Je connais très mal la musique colombienne, et pourtant, le dernier disque de Romperayo m’entête. Il éveille en moi une sensation d’étrangeté, une dé-familiarisation d’auditeur désemparé, donc stimulé. Victor Shklovsky, théoricien de la littérature russe, fabrique ce concept de « dé-familiarisation » au début du XXe siècle en montrant que l’art consiste en un décalage entre familiarité et altérité radicale. Premier exemple : Tolstoï fait parler un cheval. Deuxième exemple, plus contemporain : alors que, comme tous les matins, je bois une savoureuse Ricoré, je suis heurté par le fantôme de ma blancheur. Je ne comprends rien à la musique de Romperayo et c’est super. Ce dont je me délecte, c’est qu’en bon colon naviguant sous le pavillon Discogs, on me coupe l’herbe sous le pied : je ne suis pas capable ici de recoder ce que j’écoute dans un imaginaire exotique fantasmé. La musique de Romperayo prend la tradition musicale colombienne à rebrousse-poil et jongle avec les fossiles d’une tropicalité ressassée pour produire un psychédélisme post-post-colonial fait de samples facétieux et de devinettes sur l’avant-gardisme de la cumbia électronique de Quantic et l’éclectisme des sets de Gilles Peterson.

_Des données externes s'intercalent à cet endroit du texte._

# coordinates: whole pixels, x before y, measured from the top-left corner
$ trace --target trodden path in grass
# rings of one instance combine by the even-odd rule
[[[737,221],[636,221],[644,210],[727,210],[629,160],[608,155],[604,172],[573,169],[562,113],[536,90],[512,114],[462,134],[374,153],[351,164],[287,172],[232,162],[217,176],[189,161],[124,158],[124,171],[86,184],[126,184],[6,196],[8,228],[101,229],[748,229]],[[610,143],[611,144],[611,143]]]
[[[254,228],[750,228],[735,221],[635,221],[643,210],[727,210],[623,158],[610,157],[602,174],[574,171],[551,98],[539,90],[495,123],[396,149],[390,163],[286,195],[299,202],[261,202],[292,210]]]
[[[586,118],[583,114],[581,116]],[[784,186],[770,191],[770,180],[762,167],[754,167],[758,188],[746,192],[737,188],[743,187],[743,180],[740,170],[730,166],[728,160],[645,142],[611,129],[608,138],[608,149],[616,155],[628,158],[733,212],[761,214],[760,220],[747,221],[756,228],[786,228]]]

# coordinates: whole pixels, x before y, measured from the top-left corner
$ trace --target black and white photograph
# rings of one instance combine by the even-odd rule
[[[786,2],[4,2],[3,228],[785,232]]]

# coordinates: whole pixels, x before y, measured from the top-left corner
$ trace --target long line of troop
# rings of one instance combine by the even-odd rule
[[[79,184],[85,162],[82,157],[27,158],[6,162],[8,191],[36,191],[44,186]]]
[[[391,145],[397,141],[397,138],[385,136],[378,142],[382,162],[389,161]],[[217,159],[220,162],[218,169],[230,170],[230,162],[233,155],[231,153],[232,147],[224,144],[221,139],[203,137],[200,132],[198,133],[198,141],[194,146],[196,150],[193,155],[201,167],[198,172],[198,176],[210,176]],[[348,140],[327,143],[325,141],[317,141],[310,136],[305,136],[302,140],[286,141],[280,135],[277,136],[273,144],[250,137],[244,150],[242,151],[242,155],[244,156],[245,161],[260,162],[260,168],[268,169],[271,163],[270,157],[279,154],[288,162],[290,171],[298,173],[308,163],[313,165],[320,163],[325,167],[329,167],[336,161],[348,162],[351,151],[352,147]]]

Romperayo, c’est un groupe de Bogotá formé autour de Pedro Ojeda, percussionniste et activiste-clé de la scène psyché-tropicale colombienne. Pedro bricole des rythmes têtus et un peu idiots depuis plus de quinze ans, avec des ensembles comme Los Pirañas, Ondatropica et Frente Cumbiero. Ce dernier disque, Que Jué, est sorti l’année dernière sur Souk, sous-label dédié aux expérimentations rythmiques de Discrepant, maison de disques anglaise qui s’évertue à sortir de la musique dissonante, singulière et désarçonnante. Revenons néanmoins à mes émois d’auditeur, à leurs apories. Ma première sensation est une surprise sonore, mais elle s’accompagne d’un malaise conceptuel : la difficulté pour moi de comprendre une tradition musicale métissée. Le tropicalisme acide de Romperayo est une forme de jeu à la fois drôle et tranchant dont le but est, comme le propose Walter Benjamin, de « refaire la conquête de la tradition, contre le conformisme qui est en train de la neutraliser », de s’emparer du répertoire folklorique colombien – et particulièrement de la cumbia – pour faire de la musique des vaincus (à savoir les esclaves noirs et les paysans blancs) une musique éclatante. Pourtant, ceux qui la jouent sont blancs, et les problèmes de clivages raciaux en Colombie sont loin d’être des détails. C’est là que la situation m’échappe : je veux tout hiérarchiser, répéter la domination raciale, alors qu’ici je suis face à une tradition musicale faite d’hybridations, dont l’histoire et la conflictualité font s’entrelacer le blanc, le noir et l’indigène. Je suis donc doublement décentré (un petit Européen, comme dirait Zaz), hors-territoire, séduit et charmé par une musique qui m’échappe, qui fait de la tradition elle-même un métissage des temps, entre passés non-achevés et futurs anticipés. Aparté : Je me rend compte que mon rapport au métissage, c’est cette Ricoré, ersatz de chicorée et de café, et que je n’aurais du coup sûrement jamais ma place comme programmateur chez FIP.
Voilà donc le répertoire d’émotions et de réflexions déclenchées à l’écoute de ce disque. Je trouve qu’il y a ici quelque chose de profondément psychédélique. L’introduction de samples mal élevés et le mixage brutal provoquent une altération de la sensation d’écoute qui fait surgir d’un ensemble de signifiants – qu’on pourrait croire bien ordonnés – un genre de bordel magique plein de désirs. De même que la musique avant-trad des groupes affiliés au label français Standard In-Fi met à mal nos hiérarchies musicales en Occident, fondées sur le refoulement de la tradition populaire et la folklorisation du patrimoine sonore, les expérimentations de Pedro Ojeda, faites de collages-collisions et de minimalisme drogué, me mettent dans une situation d’écoute délicieusement dérangeante, face à un Autre qui m’envahit, me berce et me surprend. Osez la Ricoré et la cumbia psyché ! Merci Tania pour tes commentaires, et merci Zaz.